Dialoge 09

What a great night. There are events that reaffirm my love for Berlin, and the joy I feel living here again.

Sasha Waltz has built up one of the world’s leading modern dance troupes. The movements live from contact between the dancers, and the way the bodies move into one another and then break apart again. It is hard to tell how much of the work is choreographed, or whether it is improvised from of a certain physical language. Over the last 15 years she has had the opportunity to fill new spaces with original dance work, such as the opening of the Liebeskind structure for the Jüdische Museum in Berlin (in 1999) or the opening of her husband’s Radialsystem V (in 2006).

Last week was the opening of Berlin’s most impressive museum building yet. David Chipperfield has restored the Neue Museum, and it is a masterpiece. His resurrection of a 150 year old ruin into a modern building is perfect, and clearly visible in every room, on every surface. It is a flawless combination of Stüler’s original intent, evidence of room-by-room combat in the final days of World War II, and a flawless modern gallery space.

neue-musem-stairs

Tonight I got see Sasha Waltz and her dancers fill this awesome space with movement and music!

The picture of the staircase is not the best example of Chipperfield’s “complementary restoration“, but imagine modern expressive dance in such a space.

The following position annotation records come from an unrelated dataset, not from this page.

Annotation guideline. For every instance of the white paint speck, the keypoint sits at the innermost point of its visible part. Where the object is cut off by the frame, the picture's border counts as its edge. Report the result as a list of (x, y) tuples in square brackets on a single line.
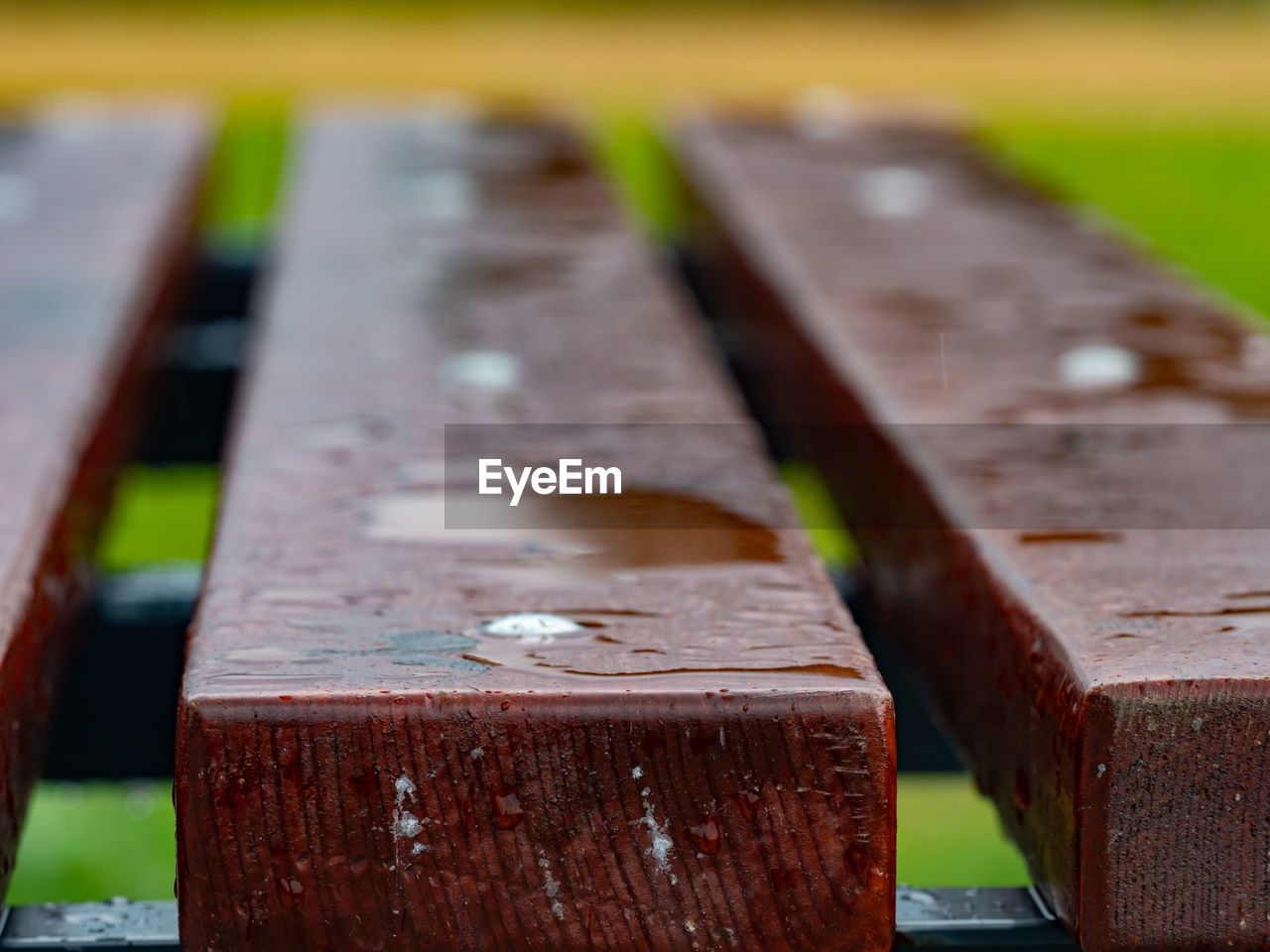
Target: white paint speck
[(443, 194), (1098, 367), (405, 824), (896, 191)]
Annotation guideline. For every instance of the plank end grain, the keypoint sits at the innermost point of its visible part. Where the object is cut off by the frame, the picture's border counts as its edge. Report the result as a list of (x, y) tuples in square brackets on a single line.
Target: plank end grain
[(693, 749)]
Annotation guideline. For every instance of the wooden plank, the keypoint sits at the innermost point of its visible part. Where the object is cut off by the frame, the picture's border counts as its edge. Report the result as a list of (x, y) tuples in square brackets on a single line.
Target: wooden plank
[(1109, 688), (702, 758), (96, 212)]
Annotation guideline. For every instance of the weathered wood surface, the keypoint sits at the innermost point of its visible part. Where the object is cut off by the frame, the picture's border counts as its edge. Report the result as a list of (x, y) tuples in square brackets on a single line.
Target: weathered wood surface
[(1110, 689), (96, 213), (705, 762)]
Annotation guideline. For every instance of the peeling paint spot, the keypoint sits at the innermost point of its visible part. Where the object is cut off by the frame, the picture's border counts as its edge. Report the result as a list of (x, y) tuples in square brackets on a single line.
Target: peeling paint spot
[(659, 843)]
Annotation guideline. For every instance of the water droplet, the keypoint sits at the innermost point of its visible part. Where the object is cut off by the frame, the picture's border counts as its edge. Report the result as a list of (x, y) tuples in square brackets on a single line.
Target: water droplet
[(504, 805), (483, 370), (1098, 366), (534, 627), (707, 834), (896, 191)]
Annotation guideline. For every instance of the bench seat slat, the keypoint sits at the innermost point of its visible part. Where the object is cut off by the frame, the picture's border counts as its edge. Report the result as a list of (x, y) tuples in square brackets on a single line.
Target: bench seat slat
[(96, 220), (1105, 684), (358, 753)]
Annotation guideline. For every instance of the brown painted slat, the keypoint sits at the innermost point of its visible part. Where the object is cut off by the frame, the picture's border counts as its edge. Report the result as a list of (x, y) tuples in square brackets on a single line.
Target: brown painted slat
[(96, 213), (1111, 689), (706, 763)]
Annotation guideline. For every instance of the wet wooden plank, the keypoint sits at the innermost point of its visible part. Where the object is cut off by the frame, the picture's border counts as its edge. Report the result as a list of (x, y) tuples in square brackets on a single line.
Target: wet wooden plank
[(96, 212), (699, 756), (1109, 687)]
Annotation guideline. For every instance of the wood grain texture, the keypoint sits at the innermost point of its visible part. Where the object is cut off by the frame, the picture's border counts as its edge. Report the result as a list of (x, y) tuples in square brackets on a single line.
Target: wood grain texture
[(1109, 688), (96, 213), (706, 763)]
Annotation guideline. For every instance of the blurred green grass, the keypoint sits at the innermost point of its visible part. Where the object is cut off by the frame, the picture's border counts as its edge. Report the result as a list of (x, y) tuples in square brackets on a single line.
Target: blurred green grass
[(1196, 193)]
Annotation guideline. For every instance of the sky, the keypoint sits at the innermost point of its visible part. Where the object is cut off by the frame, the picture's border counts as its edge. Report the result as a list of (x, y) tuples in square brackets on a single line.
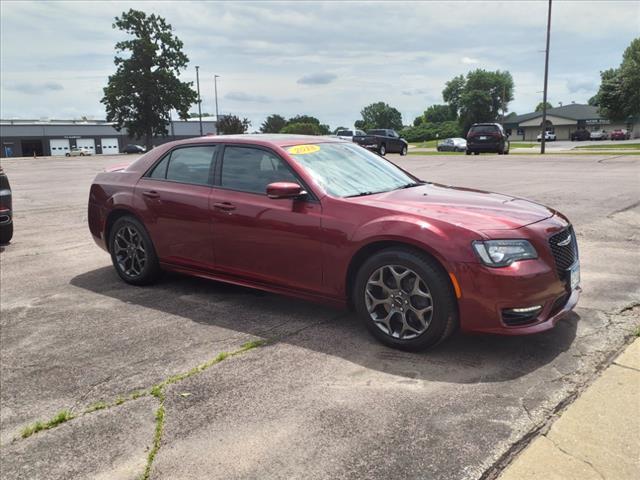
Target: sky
[(326, 59)]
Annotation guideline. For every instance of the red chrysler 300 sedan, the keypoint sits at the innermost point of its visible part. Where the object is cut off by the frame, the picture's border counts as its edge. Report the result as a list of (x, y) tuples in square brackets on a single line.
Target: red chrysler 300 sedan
[(327, 220)]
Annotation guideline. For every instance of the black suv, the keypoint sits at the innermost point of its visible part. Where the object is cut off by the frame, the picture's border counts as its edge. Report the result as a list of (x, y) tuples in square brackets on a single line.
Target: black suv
[(580, 135), (6, 214), (487, 137)]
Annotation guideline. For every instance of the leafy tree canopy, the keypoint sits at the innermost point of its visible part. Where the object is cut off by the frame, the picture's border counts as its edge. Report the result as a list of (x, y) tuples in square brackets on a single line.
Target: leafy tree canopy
[(145, 86), (379, 115), (440, 113), (480, 96), (230, 124), (619, 95), (540, 106), (273, 124)]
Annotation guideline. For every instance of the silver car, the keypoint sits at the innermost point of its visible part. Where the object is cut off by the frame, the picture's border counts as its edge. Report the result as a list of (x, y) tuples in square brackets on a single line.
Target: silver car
[(452, 145), (78, 152)]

Sasha Waltz’s dancers performed different repeating pieces in every room, accompanied by odd sirens, glass-bottle percussionists, thick tribal drumming, or string quartets performing music by a dozen different contemporary composers.

The dance was heavy and physical, and being amongst the dancers meant hearing their grunts, sensing their heat, and getting jostled occasionally. There were choirs reciting vocal cantatas that sounded like Gregorian monk chants, but rhythmic and modern, filling a space acoustically while dancers climbed up walled enclaves or hung from door frames.

Sometimes the dancers would come together in the larger rooms, the central atria, or the big staircase, and perform dances as a large group of 30 or 40 dancers, and then spread across the building again in smaller ensembles or as individuals.

This kind of evening – a new museum, cutting-edge dance, contemporary music – would not have the same quality in any other city. It felt natural and un-self-conscious. There were no VIP sections or sponsored bars, no roped-off areas, but also no artsy aloofness or pretense.

It’s going to be a good Spring in Berlin! And tonight was a great start into the season.